I have to admit, telling her off was one of my favorite moments in the game so far.
“Okay,” she conceded, “let’s say you get the probe through. Then the Tunneller gets you inside. But there are still guards.”
“That’s why we’re going to need a diversion.”
“A diversion? Against Level 50 guards? Who are you going to send up against them?”
“Trash mobs.”
“What?!”
I turned to my friends. “Remember the Dark Ossuary and the skeletons?”
“Oh yeah,” Jen said.
“Oh my God, such a huge pain in my ass,” Slothfart snorted.
“Not as much as the sword is going to be,” Richard said.
“Don’t do that,” the orc whined.
“What, state the obvious?”
“Guys – focus,” Jen said, then turned back to me. “What about trash mobs?”
“The skeletons were what, Level 5 or something?”
“If that.”
“I remember they had about 50 hi
t points apiece.”
“Yeah…?”
I could tell Jen could see where I was going with this.
“What if we had 60 or 70 guys attack the bank at once? It doesn’t matter if they’re Level 10, or 15, or 20 – all we need is a shitload of them to rush in and confuse the guards.”
“Okay – but how are we going to get 60 or 70 people to attack the bank?”
“By buying them drinks.” I turned to Slothfart and Russell. “Which is where you two come in.”
“Dude – you mean we’re going to help the mission by getting a bunch of guys drunk?” Slothfart asked.
“Basically.”
“Sign me up, mate!” Russell exclaimed.
“I LOVE the FBI!” Slothfart yelled, then glanced at Arkova. “Oops – sorry. Uh, I LOVE your friends!”
She glared at him, then looked back at me. “Leaving aside the ethics of what you’re suggesting, exactly how are you going to get 60 or 70 people to make a suicide attack on the Shadow Bank?”
“Well, for one thing – free drinks,” Slothfart said, like it was obvious.
“Maybe we could promise them nudie bars, too?” Russell asked with a waggle of his eyebrows.
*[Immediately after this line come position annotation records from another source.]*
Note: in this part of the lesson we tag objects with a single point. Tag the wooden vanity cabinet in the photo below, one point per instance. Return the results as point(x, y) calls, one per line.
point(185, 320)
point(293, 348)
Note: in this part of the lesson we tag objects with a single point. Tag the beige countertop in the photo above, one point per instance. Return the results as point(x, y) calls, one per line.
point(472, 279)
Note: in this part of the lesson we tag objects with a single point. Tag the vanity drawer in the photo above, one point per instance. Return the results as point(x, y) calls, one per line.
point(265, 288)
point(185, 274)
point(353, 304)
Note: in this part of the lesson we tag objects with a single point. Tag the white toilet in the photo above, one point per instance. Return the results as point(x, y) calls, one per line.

“We’ll see if that’s in the budget,” I told him. Then I looked back at Arkova. “The main thing is, the 70 guys aren’t going to know that they’re attacking the Shadow Bank. Nobody knows it exists except for high-level criminals, right? Because the Bank masquerades as a guild. That’s what you told me on my first day in Sillomar.”
“Oh my God… that’s true…” Arkova realized.
“So it shouldn’t be too hard to convince a bunch of drunk dudes to prank some stuck-up guild in PVP battle mode… especially with these two leading the charge.”